Other inconsitencies taking Yamnayans as the source pop is that they supposedly provide the first EEF mtDNA into the Baltic CWC, but admixtures are not displaying any EEF signal in Yamna! What is wrong about following logics instead of following holy cows?
 
Yes, as per my favorite HarappaWorld admixture. ;), its hotspot is in Northern Siberia today at 90%, also 40% in Mongolia and 6% in Finland. On other hand American admixture is almost all gone from Eurasia today, at 1% and less.

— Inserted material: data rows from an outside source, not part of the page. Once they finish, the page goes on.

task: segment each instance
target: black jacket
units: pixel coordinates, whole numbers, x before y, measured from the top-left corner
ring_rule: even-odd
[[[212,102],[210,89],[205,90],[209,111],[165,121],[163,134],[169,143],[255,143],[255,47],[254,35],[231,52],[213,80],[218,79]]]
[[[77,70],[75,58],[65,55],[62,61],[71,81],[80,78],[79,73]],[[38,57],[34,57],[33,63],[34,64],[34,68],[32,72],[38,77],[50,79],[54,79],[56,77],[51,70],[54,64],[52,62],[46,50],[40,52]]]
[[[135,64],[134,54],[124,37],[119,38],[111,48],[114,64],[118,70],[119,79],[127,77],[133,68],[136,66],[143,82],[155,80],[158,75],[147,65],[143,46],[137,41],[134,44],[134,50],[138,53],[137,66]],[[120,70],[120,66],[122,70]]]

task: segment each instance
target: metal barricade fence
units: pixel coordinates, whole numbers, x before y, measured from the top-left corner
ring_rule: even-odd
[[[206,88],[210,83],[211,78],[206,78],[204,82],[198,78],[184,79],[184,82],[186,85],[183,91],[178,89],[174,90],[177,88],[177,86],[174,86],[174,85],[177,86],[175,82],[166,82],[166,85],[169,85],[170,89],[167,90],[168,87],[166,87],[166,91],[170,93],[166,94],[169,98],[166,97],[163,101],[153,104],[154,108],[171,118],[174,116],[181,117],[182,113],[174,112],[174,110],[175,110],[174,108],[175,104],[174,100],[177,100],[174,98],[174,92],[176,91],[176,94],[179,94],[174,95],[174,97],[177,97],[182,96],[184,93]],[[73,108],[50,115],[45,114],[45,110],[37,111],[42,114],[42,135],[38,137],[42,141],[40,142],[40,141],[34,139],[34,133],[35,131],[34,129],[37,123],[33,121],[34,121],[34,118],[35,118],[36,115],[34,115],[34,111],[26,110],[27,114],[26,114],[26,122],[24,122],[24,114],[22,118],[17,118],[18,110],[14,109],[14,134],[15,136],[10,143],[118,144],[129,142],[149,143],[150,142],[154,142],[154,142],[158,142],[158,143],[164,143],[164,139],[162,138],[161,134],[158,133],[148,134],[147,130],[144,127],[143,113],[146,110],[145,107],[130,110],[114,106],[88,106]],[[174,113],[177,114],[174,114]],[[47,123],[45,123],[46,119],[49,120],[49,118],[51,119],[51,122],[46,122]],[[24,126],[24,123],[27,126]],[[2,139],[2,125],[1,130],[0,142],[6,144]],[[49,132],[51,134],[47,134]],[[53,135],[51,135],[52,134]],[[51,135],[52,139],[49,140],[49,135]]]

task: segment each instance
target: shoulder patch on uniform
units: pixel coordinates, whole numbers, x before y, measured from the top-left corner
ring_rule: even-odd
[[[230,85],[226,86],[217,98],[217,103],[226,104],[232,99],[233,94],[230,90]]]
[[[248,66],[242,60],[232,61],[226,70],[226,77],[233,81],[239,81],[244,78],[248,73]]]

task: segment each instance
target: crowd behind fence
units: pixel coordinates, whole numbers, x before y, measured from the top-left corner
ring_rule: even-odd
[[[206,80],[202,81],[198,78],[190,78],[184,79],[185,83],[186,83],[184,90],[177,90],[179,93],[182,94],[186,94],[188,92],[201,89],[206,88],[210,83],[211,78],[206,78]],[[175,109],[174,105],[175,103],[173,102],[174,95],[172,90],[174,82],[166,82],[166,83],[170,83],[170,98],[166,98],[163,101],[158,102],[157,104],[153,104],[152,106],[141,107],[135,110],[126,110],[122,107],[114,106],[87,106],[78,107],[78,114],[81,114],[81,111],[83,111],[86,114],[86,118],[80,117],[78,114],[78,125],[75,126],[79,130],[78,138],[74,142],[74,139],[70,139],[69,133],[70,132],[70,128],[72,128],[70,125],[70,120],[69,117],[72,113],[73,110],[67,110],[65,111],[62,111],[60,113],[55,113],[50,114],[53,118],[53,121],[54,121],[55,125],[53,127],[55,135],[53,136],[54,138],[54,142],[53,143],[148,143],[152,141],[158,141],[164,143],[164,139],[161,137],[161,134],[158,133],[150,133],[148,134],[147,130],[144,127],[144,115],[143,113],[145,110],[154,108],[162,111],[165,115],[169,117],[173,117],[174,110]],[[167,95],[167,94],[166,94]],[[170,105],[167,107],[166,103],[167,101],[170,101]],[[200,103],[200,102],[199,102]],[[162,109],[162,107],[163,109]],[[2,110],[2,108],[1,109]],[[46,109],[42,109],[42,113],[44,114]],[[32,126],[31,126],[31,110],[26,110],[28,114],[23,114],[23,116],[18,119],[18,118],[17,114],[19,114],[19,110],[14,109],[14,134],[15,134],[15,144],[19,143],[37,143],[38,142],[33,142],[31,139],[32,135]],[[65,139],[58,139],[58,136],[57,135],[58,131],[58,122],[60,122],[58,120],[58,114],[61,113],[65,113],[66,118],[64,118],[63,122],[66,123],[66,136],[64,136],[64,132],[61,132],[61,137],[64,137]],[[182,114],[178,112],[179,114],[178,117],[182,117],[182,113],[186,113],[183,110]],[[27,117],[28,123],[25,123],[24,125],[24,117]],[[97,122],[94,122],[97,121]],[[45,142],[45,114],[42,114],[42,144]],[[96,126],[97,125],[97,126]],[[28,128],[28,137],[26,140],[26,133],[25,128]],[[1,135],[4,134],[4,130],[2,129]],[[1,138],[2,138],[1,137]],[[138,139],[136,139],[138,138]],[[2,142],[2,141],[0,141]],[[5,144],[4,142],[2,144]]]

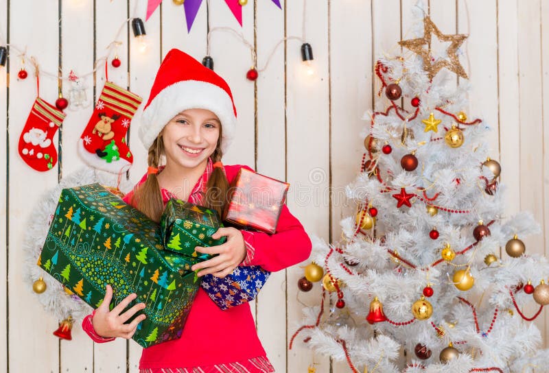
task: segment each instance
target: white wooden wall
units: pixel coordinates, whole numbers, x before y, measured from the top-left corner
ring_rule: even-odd
[[[49,71],[58,67],[65,74],[71,69],[89,71],[121,23],[133,15],[136,1],[0,0],[0,43],[26,46],[28,54],[36,56]],[[138,15],[143,19],[144,3],[139,0],[137,4]],[[282,10],[270,0],[250,0],[244,7],[242,32],[255,45],[260,67],[281,38],[301,36],[303,0],[281,3]],[[363,147],[358,134],[365,125],[360,118],[372,107],[378,86],[373,86],[374,59],[411,36],[409,10],[414,3],[309,0],[307,41],[313,47],[318,71],[312,82],[303,81],[295,72],[301,59],[297,40],[283,43],[253,83],[245,78],[250,67],[248,50],[232,35],[212,36],[215,71],[231,86],[239,117],[237,139],[224,161],[247,164],[290,182],[289,207],[311,234],[336,239],[340,219],[353,210],[344,206],[340,196],[359,168]],[[500,159],[503,168],[506,211],[530,210],[547,230],[548,2],[430,0],[429,5],[443,32],[470,34],[469,59],[463,60],[474,84],[467,113],[483,117],[493,128],[487,141],[492,158]],[[211,0],[209,12],[205,1],[202,4],[187,34],[183,10],[166,0],[146,23],[152,42],[146,56],[137,51],[131,30],[125,29],[119,49],[122,65],[110,69],[110,80],[146,98],[170,49],[182,49],[199,60],[205,55],[208,16],[211,27],[238,27],[224,2]],[[75,144],[92,109],[70,112],[65,119],[59,131],[58,166],[45,173],[32,170],[16,149],[35,97],[35,82],[32,73],[18,81],[19,67],[14,53],[9,66],[0,69],[0,371],[137,372],[141,348],[132,341],[94,346],[78,325],[71,341],[58,341],[51,335],[58,320],[46,313],[32,289],[22,285],[25,222],[38,196],[82,165]],[[95,82],[87,81],[88,95],[95,99],[104,82],[100,69]],[[41,96],[47,101],[55,101],[56,88],[54,80],[41,80]],[[145,169],[145,152],[136,130],[131,128],[129,134],[137,160],[130,171],[133,180]],[[329,191],[334,193],[331,198]],[[542,234],[526,240],[528,252],[544,253],[546,239]],[[348,372],[344,363],[314,357],[301,341],[287,350],[301,315],[296,284],[302,276],[298,266],[274,274],[253,306],[268,357],[279,372],[305,372],[313,359],[319,373]],[[318,295],[317,285],[299,300],[315,304]],[[549,313],[542,315],[536,324],[547,341]]]

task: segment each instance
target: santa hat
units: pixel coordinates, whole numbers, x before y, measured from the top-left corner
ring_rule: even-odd
[[[224,154],[235,136],[236,108],[229,84],[213,70],[179,49],[170,51],[156,73],[150,95],[138,116],[139,138],[148,149],[164,126],[187,109],[207,109],[221,121]]]

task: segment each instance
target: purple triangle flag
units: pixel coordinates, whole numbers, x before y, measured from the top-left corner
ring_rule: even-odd
[[[196,14],[202,4],[202,0],[185,0],[183,3],[185,7],[185,18],[187,20],[187,31],[191,32],[191,27],[196,18]]]

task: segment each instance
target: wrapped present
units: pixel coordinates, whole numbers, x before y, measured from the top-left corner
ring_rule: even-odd
[[[111,309],[136,293],[124,311],[145,302],[133,339],[148,347],[181,336],[200,286],[198,259],[163,249],[159,224],[93,184],[63,189],[38,265],[94,308],[107,284]]]
[[[274,233],[289,186],[286,182],[240,169],[231,183],[223,220]]]
[[[217,246],[226,239],[224,236],[218,239],[211,238],[223,226],[215,210],[181,200],[172,198],[167,202],[160,224],[166,250],[196,258],[199,261],[212,256],[197,253],[194,250],[196,246]]]
[[[202,278],[200,286],[222,310],[253,300],[270,272],[259,265],[237,267],[233,273],[220,278],[211,274]]]

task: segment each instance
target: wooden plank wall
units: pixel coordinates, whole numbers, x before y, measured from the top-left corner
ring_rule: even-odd
[[[250,0],[243,8],[244,27],[221,0],[205,1],[192,31],[187,33],[182,7],[166,1],[146,23],[150,43],[146,54],[137,51],[131,30],[123,27],[117,53],[122,65],[109,69],[110,80],[148,97],[162,58],[172,47],[197,59],[206,55],[207,29],[235,28],[254,45],[259,68],[283,38],[305,37],[314,49],[317,75],[304,80],[296,70],[299,40],[289,38],[272,55],[255,82],[246,80],[249,50],[238,37],[215,32],[210,40],[215,71],[231,86],[238,110],[238,135],[224,158],[292,184],[288,204],[307,230],[325,240],[337,239],[339,221],[354,206],[344,198],[344,186],[355,176],[363,152],[361,120],[372,108],[379,87],[372,70],[376,56],[395,50],[397,42],[413,36],[410,10],[415,0],[283,0],[282,10],[270,0]],[[27,48],[44,70],[65,74],[93,69],[105,54],[125,19],[144,19],[145,1],[129,0],[0,0],[0,44]],[[470,34],[462,62],[473,91],[465,108],[493,128],[493,158],[500,160],[506,185],[506,213],[531,210],[544,230],[549,228],[549,5],[542,0],[430,0],[430,14],[446,34]],[[136,13],[137,12],[137,13]],[[306,20],[303,27],[303,19]],[[209,25],[208,23],[209,22]],[[303,34],[305,34],[305,35]],[[545,45],[545,47],[542,46]],[[58,51],[60,51],[60,55]],[[78,326],[71,341],[51,335],[58,320],[45,313],[32,290],[23,284],[21,245],[25,223],[39,195],[62,176],[77,169],[77,139],[93,106],[69,111],[56,141],[58,166],[38,173],[17,154],[17,143],[36,88],[31,67],[19,81],[17,53],[0,68],[0,371],[137,372],[141,348],[118,340],[94,345]],[[458,83],[458,80],[454,80]],[[100,94],[104,69],[86,79],[91,102]],[[63,91],[68,92],[65,84]],[[43,77],[40,95],[54,102],[57,82]],[[146,152],[130,128],[128,141],[137,161],[129,176],[137,180],[146,168]],[[525,240],[528,252],[546,253],[546,234]],[[289,339],[301,317],[301,302],[318,302],[318,287],[299,293],[303,269],[295,266],[274,274],[253,304],[259,335],[277,372],[348,372],[344,363],[314,356],[301,342],[291,351]],[[329,306],[327,306],[327,310]],[[549,314],[536,324],[549,340]]]

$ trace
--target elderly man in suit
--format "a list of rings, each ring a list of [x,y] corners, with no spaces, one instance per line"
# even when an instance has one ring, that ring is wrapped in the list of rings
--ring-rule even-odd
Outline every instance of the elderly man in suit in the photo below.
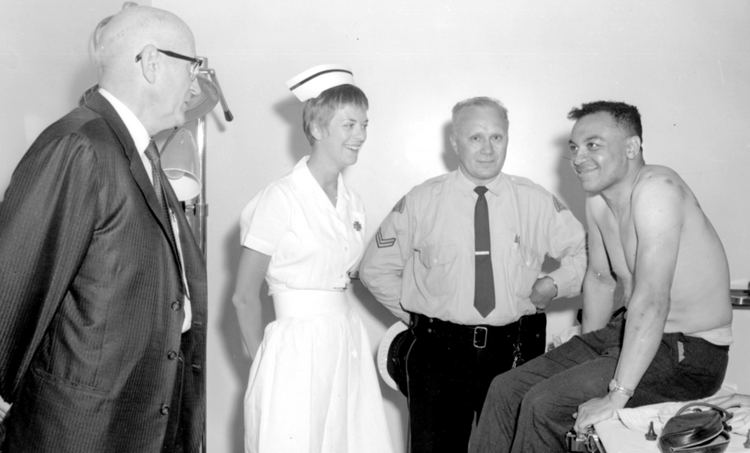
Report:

I know it's your favorite. :) I just hope relative newcomers realize that these "modern" clusters like "North-east Euro" harbor older alleles, including EEF and CHG like alleles, and not just WHG or EHG like alleles. That explains why "CHG" percentages in these academic papers are higher than what shows in Harappa, not that I think those results are necessarily the "gold standard".
 
No N in Latvia/Lithuania found in study covering time period until 200 BCE...
http://biorxiv.org/content/biorxiv/early/2017/03/03/113241.full.pdf

The Genetic History of Northern EuropeAlissa Mittnik

This finnish scholar’s opinion would be correct:

Juha Janhunen has repeatedly argued that the Ural-Altaic typological complex is an areally distinct unit with clear-cut boundaries in every direction against languages of different typology, and that the Ural-Altaic typology must have had one original centre of expansion. As the earliest protolanguages of the Altaic language families (Proto-Turkic, Proto-Mongolic and Proto-Tungusic) can be traced back to Greater Manchuria (up to Mongolia; Janhunen 1996: 216), this view requires that Pre-Proto-Uralic must also have been present somewhere adjacent to them. According to Janhunen there is no significant chance that Pre-Proto-Uralic could have developed a structural typology so similar to the Altaic languages without being in close contact with them.”
JanhunenJUralicFig1.htm.gif


I think samoyedic N1b and east scythian N1b is clearly related with Okuneo NO(XO) 2,500bc.
And Yakut N1c also came from Altai.
Problem is where the N originated in? Manchuria or Altai. The altai bronze was archaeologically connected to Gansu Yangshao. And Yangshao N had something to do with Hongshan N in Manchu of northern China, where ancient Egypt-type pyramid is located.